See inline.

Monday, April 14, 2014, 10:02:22 AM, you wrote:

> That looks really good, there are lots of complicated issues to get this 
> stuff right.

Yes, but Leif will be helping so it's all good.

> Which header differences between one range fetch and the next invalidate all 
> of the old fragments, when should they just update the response headers.

Yes. I have a newer version of the design document which mentions that (I'll 
try to update today). A key point is variation in the expiration data.

> What is the right range/partial object chunk size. (Should be configurable 
> per-request.)

Well, per request is difficult. You would have to set it on the very first 
request for the object but it would need to remain fixed for all subsequent 
requests per object.

> How do you handle a range request failure so client is ok with response.

There was some debate about that. How long should ATS wait if part of the 
client response is already cached? I think at least until the server responds 
at all. If that fails, then invalidate the object and send the fail to the 
client. After that, the only real failure is for the server to disconnect and I 
think we might as well do the same to the client, as that is what would happen 
absent ATS.

> How do you deal with a range request of indeterminate size.

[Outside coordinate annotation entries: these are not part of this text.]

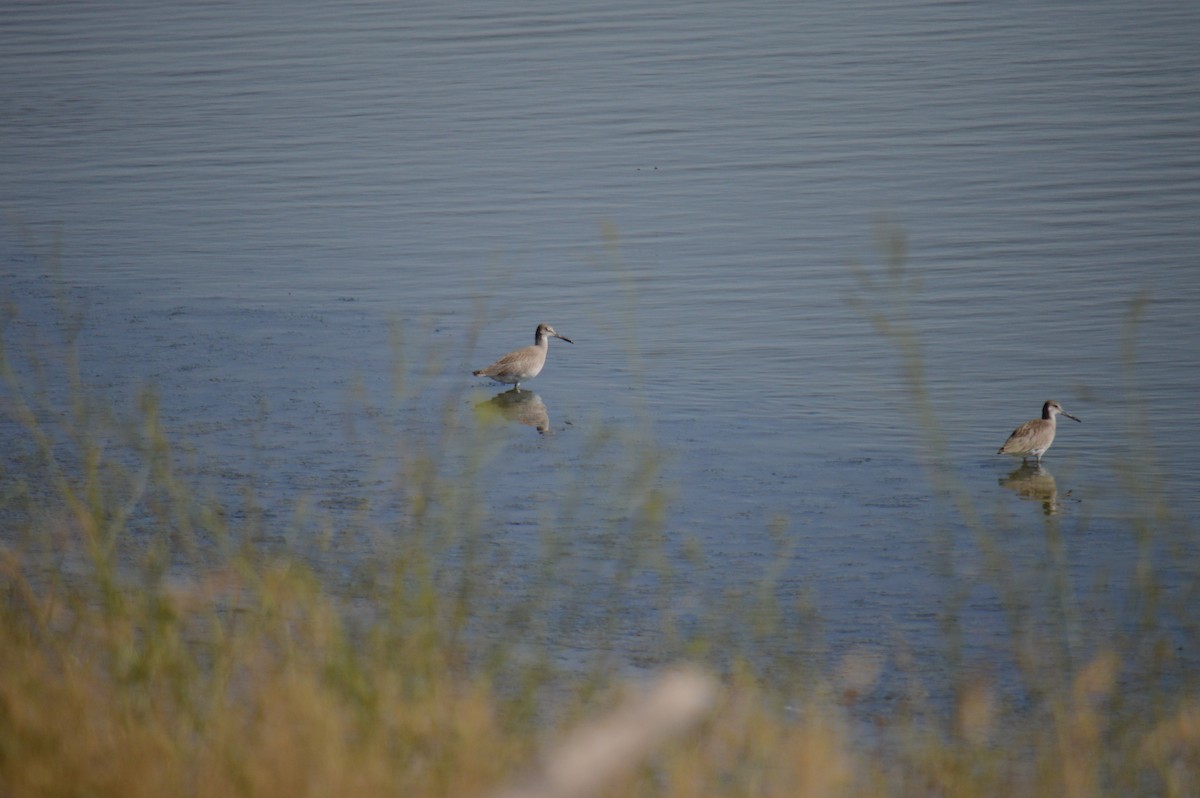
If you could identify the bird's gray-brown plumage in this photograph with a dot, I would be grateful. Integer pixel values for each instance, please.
(522, 364)
(1032, 438)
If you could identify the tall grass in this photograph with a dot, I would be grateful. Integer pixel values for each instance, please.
(191, 661)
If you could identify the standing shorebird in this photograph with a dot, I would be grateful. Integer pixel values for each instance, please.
(522, 364)
(1032, 438)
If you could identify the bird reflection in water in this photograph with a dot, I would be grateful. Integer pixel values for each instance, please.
(523, 407)
(1033, 483)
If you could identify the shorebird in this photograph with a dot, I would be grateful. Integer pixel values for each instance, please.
(1032, 438)
(523, 364)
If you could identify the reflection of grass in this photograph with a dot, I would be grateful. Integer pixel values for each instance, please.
(150, 647)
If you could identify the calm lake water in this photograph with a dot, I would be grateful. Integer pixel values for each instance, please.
(251, 197)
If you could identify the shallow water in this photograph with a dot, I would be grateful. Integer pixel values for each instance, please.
(249, 202)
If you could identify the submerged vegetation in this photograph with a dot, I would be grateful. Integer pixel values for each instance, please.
(151, 643)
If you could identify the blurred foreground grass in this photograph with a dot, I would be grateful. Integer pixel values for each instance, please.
(243, 673)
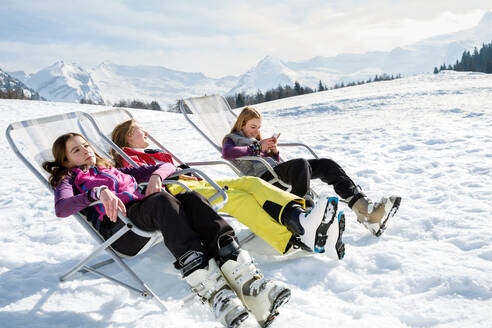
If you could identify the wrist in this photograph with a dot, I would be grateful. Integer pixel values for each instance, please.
(98, 190)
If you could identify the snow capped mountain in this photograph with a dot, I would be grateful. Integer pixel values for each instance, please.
(65, 82)
(20, 75)
(426, 138)
(7, 83)
(111, 83)
(420, 57)
(267, 74)
(147, 83)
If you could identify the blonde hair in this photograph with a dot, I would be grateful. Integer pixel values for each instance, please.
(248, 113)
(57, 168)
(119, 137)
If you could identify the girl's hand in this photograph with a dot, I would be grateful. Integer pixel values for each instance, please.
(266, 144)
(154, 185)
(111, 204)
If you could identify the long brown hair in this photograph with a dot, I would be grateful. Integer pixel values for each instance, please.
(119, 137)
(246, 114)
(56, 168)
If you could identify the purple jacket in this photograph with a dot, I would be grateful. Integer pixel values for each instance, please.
(230, 151)
(76, 191)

That's not so bad - I thought I mentioned that in the design. Since we rewrite 
the first fragment on every request that adds to the cache, we can bump up the 
fragment table at that point. It's only tricky if we can't determine if the 
last touched fragment is really the last fragment in the entire document.

OTOH you may mean "how do we round up a request if we don't know if the rounded 
up size is too long?". I'll need to experiment with that.

> One question:
> Under this scheme can part of an object get purged?

Not currently. We can do that internally if we want to (i.e. replace existing 
data with fresh data from the origin server). I suppose we could handle a range 
purge, although it would need to be resized as with a GET. Would that be useful?